Если уж солдаты попали под заградительный огонь врага, то единственный для них способ уцелеть – бежать не назад, а вперед, поскольку неприятель практически всегда расширяет зону обстрела не в свою сторону, а в сторону противника, то есть в нашу сторону.

В те времена, когда главным стрелковым оружием служили винтовки, возможно, было правильно и даже необходимо атаковать, двигаясь перебежками, чтобы выстраивать цепь для залповой стрельбы. В наше время, когда главным оружием на поле боя у наступающих и обороняющихся стали пулеметы, автоматы, штурмовые винтовки и минометы, а также артиллерия и, что самое главное, шрапнельные снаряды с неконтактным взрывателем, преимущество старого способа атаки теряется, поскольку, когда воинская часть залегает после перебежки, она все равно остается уязвимой для минометов и взрывающихся в воздухе снарядов. Когда солдат оказывается на расстоянии около трехсот метров от врага, его собственное легкое стрелковое оружие, равных которому в мире нет и, наверное, никогда не будет, поможет ему подавить любой огонь из любого неприятельского легкого стрелкового оружия, так что нет смысла в ведении атаки перебежками. Я знаю, что говорю, поскольку во многих случаях и на войне и на маневрах я наблюдал наступающих перебежками, когда те использовали для прикрытия рельеф местности и, будь у них лимузины, пошли бы в атаку на них совершенно спокойно и безо всякого для себя вреда.

Ведение огня на ходу. Правильный способ наступать, особенно для солдат, вооруженных таким превосходным оружием, каким является [281] винтовка М-1{257}, – стрелять на бегу. Можно вести огонь, прижимая приклад к плечу, однако также довольно эффективен способ стрельбы, когда приклад находится между подмышкой и поясом. Нажимать на курок нужно через каждые два-три шага.
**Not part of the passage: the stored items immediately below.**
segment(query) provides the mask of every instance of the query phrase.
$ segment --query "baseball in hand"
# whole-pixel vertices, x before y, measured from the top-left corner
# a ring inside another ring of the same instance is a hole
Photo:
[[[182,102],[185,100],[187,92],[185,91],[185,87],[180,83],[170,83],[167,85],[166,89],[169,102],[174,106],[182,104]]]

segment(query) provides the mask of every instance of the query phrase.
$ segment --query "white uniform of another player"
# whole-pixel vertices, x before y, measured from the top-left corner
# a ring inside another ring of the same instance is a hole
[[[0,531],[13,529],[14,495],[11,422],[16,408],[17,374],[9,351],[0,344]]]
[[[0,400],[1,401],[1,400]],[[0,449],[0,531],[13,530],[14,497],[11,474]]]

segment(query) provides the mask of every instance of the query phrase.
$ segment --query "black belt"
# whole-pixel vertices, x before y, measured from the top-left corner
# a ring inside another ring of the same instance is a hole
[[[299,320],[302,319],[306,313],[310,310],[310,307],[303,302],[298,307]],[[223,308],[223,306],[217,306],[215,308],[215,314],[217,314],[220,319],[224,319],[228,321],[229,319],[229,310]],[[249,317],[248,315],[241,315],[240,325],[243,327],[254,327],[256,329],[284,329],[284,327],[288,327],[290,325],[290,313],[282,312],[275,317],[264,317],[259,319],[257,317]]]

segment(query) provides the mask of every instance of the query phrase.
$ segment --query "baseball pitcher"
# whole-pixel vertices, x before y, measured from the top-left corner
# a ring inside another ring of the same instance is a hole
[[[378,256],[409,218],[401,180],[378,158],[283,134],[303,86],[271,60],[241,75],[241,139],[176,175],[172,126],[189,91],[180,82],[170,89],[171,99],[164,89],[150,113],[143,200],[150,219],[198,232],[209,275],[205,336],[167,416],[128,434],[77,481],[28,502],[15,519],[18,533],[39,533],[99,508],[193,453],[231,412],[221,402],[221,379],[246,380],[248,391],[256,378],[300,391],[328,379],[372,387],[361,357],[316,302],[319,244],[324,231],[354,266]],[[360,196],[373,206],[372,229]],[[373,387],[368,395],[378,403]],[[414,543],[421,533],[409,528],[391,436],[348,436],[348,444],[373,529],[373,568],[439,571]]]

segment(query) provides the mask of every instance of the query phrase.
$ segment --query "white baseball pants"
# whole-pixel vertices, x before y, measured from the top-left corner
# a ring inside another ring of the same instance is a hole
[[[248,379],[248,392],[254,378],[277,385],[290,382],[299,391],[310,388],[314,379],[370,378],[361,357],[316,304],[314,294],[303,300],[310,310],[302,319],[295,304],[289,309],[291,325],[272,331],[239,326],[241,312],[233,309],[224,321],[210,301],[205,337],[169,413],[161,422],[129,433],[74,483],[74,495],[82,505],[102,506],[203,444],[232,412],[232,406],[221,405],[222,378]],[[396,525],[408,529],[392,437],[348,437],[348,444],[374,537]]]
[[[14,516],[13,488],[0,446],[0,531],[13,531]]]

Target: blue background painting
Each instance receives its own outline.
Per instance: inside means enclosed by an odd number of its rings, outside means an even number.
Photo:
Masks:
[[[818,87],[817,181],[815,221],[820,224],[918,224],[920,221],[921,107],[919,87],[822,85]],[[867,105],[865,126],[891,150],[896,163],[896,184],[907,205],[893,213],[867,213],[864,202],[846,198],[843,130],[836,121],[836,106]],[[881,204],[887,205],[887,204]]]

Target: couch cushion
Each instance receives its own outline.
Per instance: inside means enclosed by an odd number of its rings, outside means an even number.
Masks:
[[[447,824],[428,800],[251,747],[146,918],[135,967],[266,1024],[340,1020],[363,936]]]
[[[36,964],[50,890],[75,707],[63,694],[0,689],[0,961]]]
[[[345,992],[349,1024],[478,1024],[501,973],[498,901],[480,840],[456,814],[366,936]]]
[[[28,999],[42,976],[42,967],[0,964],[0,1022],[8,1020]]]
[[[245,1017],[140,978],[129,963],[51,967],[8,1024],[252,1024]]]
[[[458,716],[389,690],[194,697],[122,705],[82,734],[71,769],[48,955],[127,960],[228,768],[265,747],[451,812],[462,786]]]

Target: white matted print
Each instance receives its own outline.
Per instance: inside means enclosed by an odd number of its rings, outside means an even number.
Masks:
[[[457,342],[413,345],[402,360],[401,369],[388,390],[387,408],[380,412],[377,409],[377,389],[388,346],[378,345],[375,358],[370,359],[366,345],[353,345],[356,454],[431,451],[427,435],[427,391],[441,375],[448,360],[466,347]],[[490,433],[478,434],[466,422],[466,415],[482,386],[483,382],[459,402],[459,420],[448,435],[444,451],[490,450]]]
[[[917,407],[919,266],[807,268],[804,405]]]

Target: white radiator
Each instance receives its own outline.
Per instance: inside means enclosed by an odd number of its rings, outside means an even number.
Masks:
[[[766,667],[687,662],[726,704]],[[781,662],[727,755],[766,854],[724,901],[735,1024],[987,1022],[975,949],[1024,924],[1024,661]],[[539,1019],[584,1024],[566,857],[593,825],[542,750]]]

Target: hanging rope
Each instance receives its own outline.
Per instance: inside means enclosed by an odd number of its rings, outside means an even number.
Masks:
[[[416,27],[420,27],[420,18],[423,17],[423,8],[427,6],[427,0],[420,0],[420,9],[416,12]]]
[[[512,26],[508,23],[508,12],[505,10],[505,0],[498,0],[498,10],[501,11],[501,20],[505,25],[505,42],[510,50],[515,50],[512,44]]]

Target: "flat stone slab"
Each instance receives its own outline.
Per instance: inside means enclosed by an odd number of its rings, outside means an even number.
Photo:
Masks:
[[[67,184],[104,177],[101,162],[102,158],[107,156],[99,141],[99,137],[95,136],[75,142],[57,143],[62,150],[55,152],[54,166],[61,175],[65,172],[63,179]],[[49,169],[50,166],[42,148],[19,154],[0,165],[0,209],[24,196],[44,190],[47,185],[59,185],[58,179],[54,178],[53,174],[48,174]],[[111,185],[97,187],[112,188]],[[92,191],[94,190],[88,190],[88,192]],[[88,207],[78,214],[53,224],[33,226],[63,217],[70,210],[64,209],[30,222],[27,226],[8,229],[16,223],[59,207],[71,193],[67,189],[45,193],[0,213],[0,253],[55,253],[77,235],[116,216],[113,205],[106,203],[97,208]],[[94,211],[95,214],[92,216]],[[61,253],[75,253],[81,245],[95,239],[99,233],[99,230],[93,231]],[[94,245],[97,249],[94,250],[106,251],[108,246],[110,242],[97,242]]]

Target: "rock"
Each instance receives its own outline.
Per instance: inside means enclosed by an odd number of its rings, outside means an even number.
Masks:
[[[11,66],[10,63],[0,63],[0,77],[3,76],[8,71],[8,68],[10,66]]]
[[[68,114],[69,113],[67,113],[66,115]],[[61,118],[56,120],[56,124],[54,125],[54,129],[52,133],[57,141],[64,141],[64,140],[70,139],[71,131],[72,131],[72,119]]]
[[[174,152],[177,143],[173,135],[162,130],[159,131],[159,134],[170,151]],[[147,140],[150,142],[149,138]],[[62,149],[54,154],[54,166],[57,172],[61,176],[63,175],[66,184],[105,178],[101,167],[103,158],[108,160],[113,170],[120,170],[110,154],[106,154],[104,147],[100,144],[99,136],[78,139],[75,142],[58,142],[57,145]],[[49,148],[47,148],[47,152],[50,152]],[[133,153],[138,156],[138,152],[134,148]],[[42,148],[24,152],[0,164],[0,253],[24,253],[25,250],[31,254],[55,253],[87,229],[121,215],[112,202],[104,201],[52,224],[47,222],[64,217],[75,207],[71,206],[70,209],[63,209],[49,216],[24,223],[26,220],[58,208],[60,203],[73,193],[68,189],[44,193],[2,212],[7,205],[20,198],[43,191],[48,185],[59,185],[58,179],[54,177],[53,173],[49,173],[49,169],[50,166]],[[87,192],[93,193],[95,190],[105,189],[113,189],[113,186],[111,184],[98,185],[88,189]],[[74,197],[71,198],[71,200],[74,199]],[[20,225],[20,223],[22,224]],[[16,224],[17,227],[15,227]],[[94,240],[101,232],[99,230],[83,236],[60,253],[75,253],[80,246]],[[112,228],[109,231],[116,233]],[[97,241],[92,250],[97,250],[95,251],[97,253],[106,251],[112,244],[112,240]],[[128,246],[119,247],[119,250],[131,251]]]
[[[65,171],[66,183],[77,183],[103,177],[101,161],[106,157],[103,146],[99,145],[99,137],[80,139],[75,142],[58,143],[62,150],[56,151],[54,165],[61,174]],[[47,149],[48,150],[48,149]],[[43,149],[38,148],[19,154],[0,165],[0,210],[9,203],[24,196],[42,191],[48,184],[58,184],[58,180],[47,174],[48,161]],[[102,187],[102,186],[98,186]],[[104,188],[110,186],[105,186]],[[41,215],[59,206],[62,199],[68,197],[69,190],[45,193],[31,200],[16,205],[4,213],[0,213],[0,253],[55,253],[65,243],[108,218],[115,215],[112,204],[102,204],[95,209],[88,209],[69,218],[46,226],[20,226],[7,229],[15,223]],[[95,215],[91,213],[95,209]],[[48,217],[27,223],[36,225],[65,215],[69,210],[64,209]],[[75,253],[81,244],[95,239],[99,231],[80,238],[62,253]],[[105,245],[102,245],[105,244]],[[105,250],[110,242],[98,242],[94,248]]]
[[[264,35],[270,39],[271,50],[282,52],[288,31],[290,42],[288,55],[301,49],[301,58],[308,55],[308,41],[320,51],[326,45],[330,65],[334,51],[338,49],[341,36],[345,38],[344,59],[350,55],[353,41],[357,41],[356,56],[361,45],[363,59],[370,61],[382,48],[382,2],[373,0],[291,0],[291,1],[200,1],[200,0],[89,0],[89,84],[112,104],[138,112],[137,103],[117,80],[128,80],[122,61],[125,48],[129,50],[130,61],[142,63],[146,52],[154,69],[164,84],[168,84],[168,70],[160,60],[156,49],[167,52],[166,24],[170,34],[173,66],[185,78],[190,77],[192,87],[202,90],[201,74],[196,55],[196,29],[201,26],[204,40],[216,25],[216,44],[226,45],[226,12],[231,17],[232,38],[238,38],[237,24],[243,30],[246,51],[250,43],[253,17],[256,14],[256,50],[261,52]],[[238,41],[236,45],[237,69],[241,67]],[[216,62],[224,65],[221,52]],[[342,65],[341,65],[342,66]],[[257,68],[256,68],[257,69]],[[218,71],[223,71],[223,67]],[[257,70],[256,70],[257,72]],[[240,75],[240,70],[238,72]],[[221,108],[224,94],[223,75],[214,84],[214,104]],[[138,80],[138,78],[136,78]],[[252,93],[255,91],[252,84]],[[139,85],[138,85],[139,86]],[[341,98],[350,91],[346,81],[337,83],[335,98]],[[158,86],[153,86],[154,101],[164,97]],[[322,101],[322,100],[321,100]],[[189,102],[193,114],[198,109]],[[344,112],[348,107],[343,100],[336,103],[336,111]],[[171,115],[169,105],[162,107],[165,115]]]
Пение пуль, свист рикошета, поднятые над землей фонтанчики пыли и облетающие с деревьев ветки действуют на противника устрашающе, так что его собственный огонь из стрелкового оружия становится неэффективным.

Тем временем наши части во втором эшелоне, ведя навесной огонь под прямым углом, могут заняться подавлением вражеских минометов и артиллерии. Как я уже заявлял, даже если минометы и артиллерия врага еще говорят, ничего глупее, чем останавливаться под таким огнем, не придумаешь. Надо шагать вперед. Если солдат стреляет, это придает ему уверенности в собственных силах, поскольку он занят полезным делом, а не сидит, словно резиновая утка в детской ванночке, представляя собой неподвижную мишень для любого, кто даст себе труд получше прицелиться.

Любое оружие пригодно для ведения огня на ходу. Вполне годится легкий пулемет – тут один солдат может нести ленту, а другой сам пулемет. Естественно, отлично подходит для стрельбы с ходу автоматическая винтовка Браунинга{258}, ну и, вне всякого сомнения, как я уже отмечал ранее, М-1. Вполне можно вести огонь из 60-мм миномета, перенося его с места на место по частям. А вот 81-мм лучше пользоваться как средством поддержки, ведя огонь с одной позиции.

Полагаю, если уж мы говорим: «Огонь – король битвы», то должны пойти дальше и сказать всю правду. Битвы выигрывает не только тот, кто стреляет больше, а тот, кто стреляет передвигаясь. Для чего нужен маневр? А для того, чтобы вести огонь с наиболее удобных позиций для себя и наиболее неудобных для неприятеля, то есть с тыла и с фланга.